Jagong : Tradisi Nyumbang di Jawa Tengah

Tradisi mendatangani undangan pernikahan di Jawa Tengah

biasa disebut Jagong. Masyarakat yang mengadakan upacara

pernikahan atau resepsi biasanya mengundang kerabat, tetangga, dan

teman-temannya. Orang-orang berdatangan ke acara resepsi dengan

membawa amplop berisi uang sumbangan maupun membawa kado.

Namun, pada beberapa acara pernikahan ada peraturan untuk tidak

menyumbang berupa barang ataupun karangan bunga. Ketentuan

tersebut dicantumkan dalam undangan, biasanya digambarkan

dengan gambar “kendi” atau “celengan” yang biasa digunakan untuk

menyimpan uang. Jika dalam undangan tertera gambar tersebut,

masyarakat sudah paham bahwa yang mempunyai hajat

menginginkan sumbangannya berupa uang. Besarnya sumbangan

juga disesuaikan dengan mewah atau tidaknya acara, jadi jumlah

sumbangan yang harus diberikan akan berbeda ketika acara tersebut

diselenggarakan di rumah atau di gedung pertemuan. Pada

masyarakat pedesaan, banyak yang masih memberikan bahan

makanan seperti beras, telur, gula, teh, sayuran, buah-buahan dan

sebagainya. Akan tetapi saat ini untuk kepentingan praktis,

masyarakat pedesaan pun mulai memilih nyumbang dalam bentuk

uang. Hanya anggota keluarga saja yang biasanya nyumbang dalam

bentuk bahan makanan. Jika yang mempunyai hajatan tersebut masih

ada hubungan saudara, maka jumlah sumbangan yang diberikan pun

semakin besar. Belakangan, di beberapa daerah muncul gejala

“standarisasi” jumlah sumbangan yang berupa uang.
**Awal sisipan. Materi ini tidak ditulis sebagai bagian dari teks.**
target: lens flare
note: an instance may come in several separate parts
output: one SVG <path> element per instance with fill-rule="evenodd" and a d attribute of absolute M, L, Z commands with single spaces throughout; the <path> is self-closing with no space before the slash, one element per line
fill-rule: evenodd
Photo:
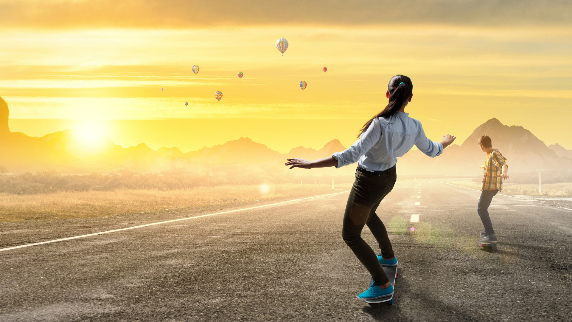
<path fill-rule="evenodd" d="M 270 186 L 269 186 L 267 183 L 263 183 L 262 184 L 260 184 L 260 189 L 261 193 L 267 194 L 268 193 L 268 191 L 270 191 Z"/>

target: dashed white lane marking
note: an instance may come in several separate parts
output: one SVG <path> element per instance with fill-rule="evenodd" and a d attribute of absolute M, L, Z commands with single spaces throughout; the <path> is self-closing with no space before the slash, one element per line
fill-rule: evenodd
<path fill-rule="evenodd" d="M 419 222 L 419 216 L 424 216 L 425 215 L 411 215 L 411 219 L 409 221 L 409 222 Z"/>
<path fill-rule="evenodd" d="M 329 195 L 337 195 L 337 194 L 343 194 L 343 193 L 348 193 L 348 192 L 349 192 L 349 190 L 348 190 L 347 191 L 342 191 L 341 193 L 333 193 L 333 194 L 327 194 L 327 195 L 317 195 L 317 196 L 314 196 L 314 197 L 307 197 L 307 198 L 303 198 L 301 199 L 294 199 L 294 200 L 289 200 L 289 201 L 283 201 L 283 202 L 276 202 L 276 203 L 271 203 L 269 205 L 263 205 L 263 206 L 257 206 L 256 207 L 251 207 L 249 208 L 243 208 L 242 209 L 236 209 L 235 210 L 229 210 L 228 211 L 221 211 L 220 213 L 214 213 L 214 214 L 206 214 L 206 215 L 201 215 L 200 216 L 194 216 L 194 217 L 188 217 L 188 218 L 180 218 L 180 219 L 173 219 L 173 220 L 168 220 L 166 221 L 161 221 L 161 222 L 154 222 L 153 223 L 147 223 L 146 225 L 139 225 L 139 226 L 134 226 L 133 227 L 128 227 L 127 228 L 121 228 L 121 229 L 114 229 L 113 230 L 108 230 L 106 231 L 100 231 L 99 233 L 94 233 L 93 234 L 88 234 L 87 235 L 81 235 L 80 236 L 74 236 L 73 237 L 67 237 L 66 238 L 60 238 L 59 239 L 54 239 L 54 240 L 51 240 L 51 241 L 47 241 L 41 242 L 36 242 L 36 243 L 34 243 L 34 244 L 25 244 L 25 245 L 21 245 L 19 246 L 14 246 L 13 247 L 8 247 L 8 248 L 0 248 L 0 252 L 3 252 L 5 250 L 10 250 L 10 249 L 15 249 L 17 248 L 22 248 L 22 247 L 27 247 L 29 246 L 35 246 L 35 245 L 42 245 L 42 244 L 49 244 L 49 243 L 51 243 L 51 242 L 58 242 L 58 241 L 69 241 L 70 239 L 75 239 L 76 238 L 83 238 L 83 237 L 88 237 L 89 236 L 95 236 L 96 235 L 101 235 L 101 234 L 108 234 L 109 233 L 114 233 L 116 231 L 121 231 L 122 230 L 128 230 L 129 229 L 135 229 L 136 228 L 141 228 L 142 227 L 147 227 L 148 226 L 153 226 L 153 225 L 160 225 L 160 224 L 161 224 L 161 223 L 166 223 L 168 222 L 176 222 L 176 221 L 180 221 L 181 220 L 187 220 L 187 219 L 194 219 L 194 218 L 200 218 L 200 217 L 206 217 L 207 216 L 213 216 L 213 215 L 220 215 L 220 214 L 228 214 L 229 213 L 236 213 L 237 211 L 242 211 L 243 210 L 249 210 L 251 209 L 256 209 L 257 208 L 263 208 L 264 207 L 269 207 L 270 206 L 276 206 L 276 205 L 281 205 L 283 203 L 287 203 L 288 202 L 293 202 L 295 201 L 301 201 L 301 200 L 307 200 L 307 199 L 312 199 L 313 198 L 319 198 L 319 197 L 327 197 L 327 196 L 329 196 Z"/>

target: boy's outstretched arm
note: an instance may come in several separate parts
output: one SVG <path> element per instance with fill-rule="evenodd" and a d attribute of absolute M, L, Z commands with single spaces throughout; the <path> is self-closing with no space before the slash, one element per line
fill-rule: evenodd
<path fill-rule="evenodd" d="M 500 174 L 496 175 L 496 176 L 500 176 L 503 179 L 509 179 L 509 166 L 505 164 L 502 166 L 502 172 Z"/>
<path fill-rule="evenodd" d="M 285 165 L 292 166 L 292 168 L 302 168 L 303 169 L 311 169 L 312 168 L 327 168 L 328 167 L 335 167 L 337 165 L 337 160 L 331 156 L 318 159 L 313 161 L 308 161 L 304 159 L 287 159 L 288 162 Z"/>

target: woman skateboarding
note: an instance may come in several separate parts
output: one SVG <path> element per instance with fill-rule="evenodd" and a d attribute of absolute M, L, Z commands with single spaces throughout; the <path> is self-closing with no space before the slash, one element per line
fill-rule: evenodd
<path fill-rule="evenodd" d="M 421 123 L 405 112 L 405 107 L 413 97 L 412 89 L 409 77 L 394 76 L 386 93 L 389 99 L 387 106 L 364 124 L 359 139 L 352 146 L 323 159 L 313 161 L 288 159 L 286 163 L 287 166 L 291 166 L 291 169 L 311 169 L 339 168 L 357 162 L 356 179 L 344 213 L 341 234 L 344 241 L 366 266 L 375 282 L 357 296 L 361 300 L 387 296 L 394 292 L 393 285 L 382 265 L 396 265 L 397 258 L 385 225 L 375 210 L 395 184 L 397 157 L 404 155 L 415 145 L 427 155 L 435 158 L 455 139 L 449 135 L 443 135 L 440 143 L 427 139 Z M 376 256 L 362 238 L 362 230 L 366 224 L 379 244 L 379 255 Z"/>

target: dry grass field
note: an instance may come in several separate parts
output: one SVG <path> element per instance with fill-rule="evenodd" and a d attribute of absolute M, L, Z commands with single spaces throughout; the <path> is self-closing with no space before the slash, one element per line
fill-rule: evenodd
<path fill-rule="evenodd" d="M 446 180 L 444 182 L 454 183 L 453 179 Z M 509 180 L 510 180 L 510 179 Z M 572 183 L 548 183 L 541 187 L 541 193 L 538 193 L 538 184 L 511 183 L 509 180 L 503 183 L 503 192 L 507 194 L 524 195 L 543 195 L 551 197 L 572 196 Z M 481 183 L 471 180 L 456 179 L 454 184 L 467 188 L 480 190 Z"/>
<path fill-rule="evenodd" d="M 117 189 L 27 195 L 5 193 L 0 194 L 0 222 L 166 211 L 213 203 L 310 197 L 351 187 L 350 183 L 336 184 L 336 190 L 332 190 L 331 184 L 281 183 L 198 187 L 168 191 Z"/>

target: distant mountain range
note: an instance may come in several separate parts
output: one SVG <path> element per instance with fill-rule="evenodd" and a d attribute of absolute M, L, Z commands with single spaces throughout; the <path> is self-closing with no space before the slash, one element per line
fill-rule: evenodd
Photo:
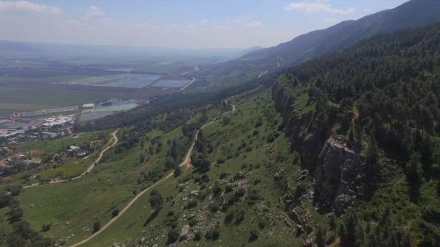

De’-Nyande’ : Tradisi Nyumbang di Madura

Tidak jauh berbeda dengan tradisi nyumbang di Jawa Tengah,

pada umumnya, masyarakat Madura juga mengenal tradisi

nyumbang. Yang membedakan adalah, ketika mengisi buku tamu,

para tamu undangan juga dicatat jumlah sumbangannya dan

disebutkan namanya melalui pengeras suara beserta jumlah

sumbangannya. Sehingga para tamu undangan mengetahui besar

sumbangan dari masing-masing tamu. Kemudian catatan tersebut

akan disimpan orang yang mempunyai hajatan dan dipakai acuan

untuk mengembalikan sumbangan dengan jumlah yang sama dengan

yang diterimanya.

Mbecek : Tradisi Nyumbang di Jawa Timur

Tradisi mbecek atau buwuh sering kali diartikan sebagai

pemberian bantuan baik berupa barang dan atau uang kepada pihak

yang sedang menyelenggarakan hajat atau pesta. Adapun bentuk

sumbangannya dapat berupa barang (beras, gula, kentang, mie, roti,

pisang, kelapa, boncis, dan lain sebagainya) yang bisanya akan

dibawa oleh kaum perempuan disamping uang, Sedangkan untuk

laki-laki sumbangan tersebut biasanya berupa uang saja. Tradisi

mbecek banyak melibatkan orang yang mana masing-masing orang

memiliki peran yang berbeda. Ada yang berperan membantu

keluarga yang menggelar hajatan (saudara dan tetangga) dan ada

yang berperan sebagai penyumbang (tetangga, saudara, sahabat,

teman dan kenalan). Pelaksanaan pesta perkawinan ataupun khitanan

yang ada di desa seringkali aktivitas mbecek ini merupakan kebiasaan

yang tidak bisa ditinggalkan. Hubungan sosial anggota masyarakat

yang memberikan bantuan atau sumbangan tidak semata-mata karena

keikhlasan hati akan tetapi ada hal yang diinginkan yaitu adanya

keinginan untuk mendapatkan pengembalian yang setimpal dari

usaha yang telah diberikan. Sedikit berbeda dengan tradisi hajatan

pada umumnya, tradisi mbecek bisa berlangsung beberapa hari. Dari

mulai persiapan (rewang), ketika berlangsungnya acara, hingga

selesainya acara. Selama itulah anggota masyarakat akan membantu.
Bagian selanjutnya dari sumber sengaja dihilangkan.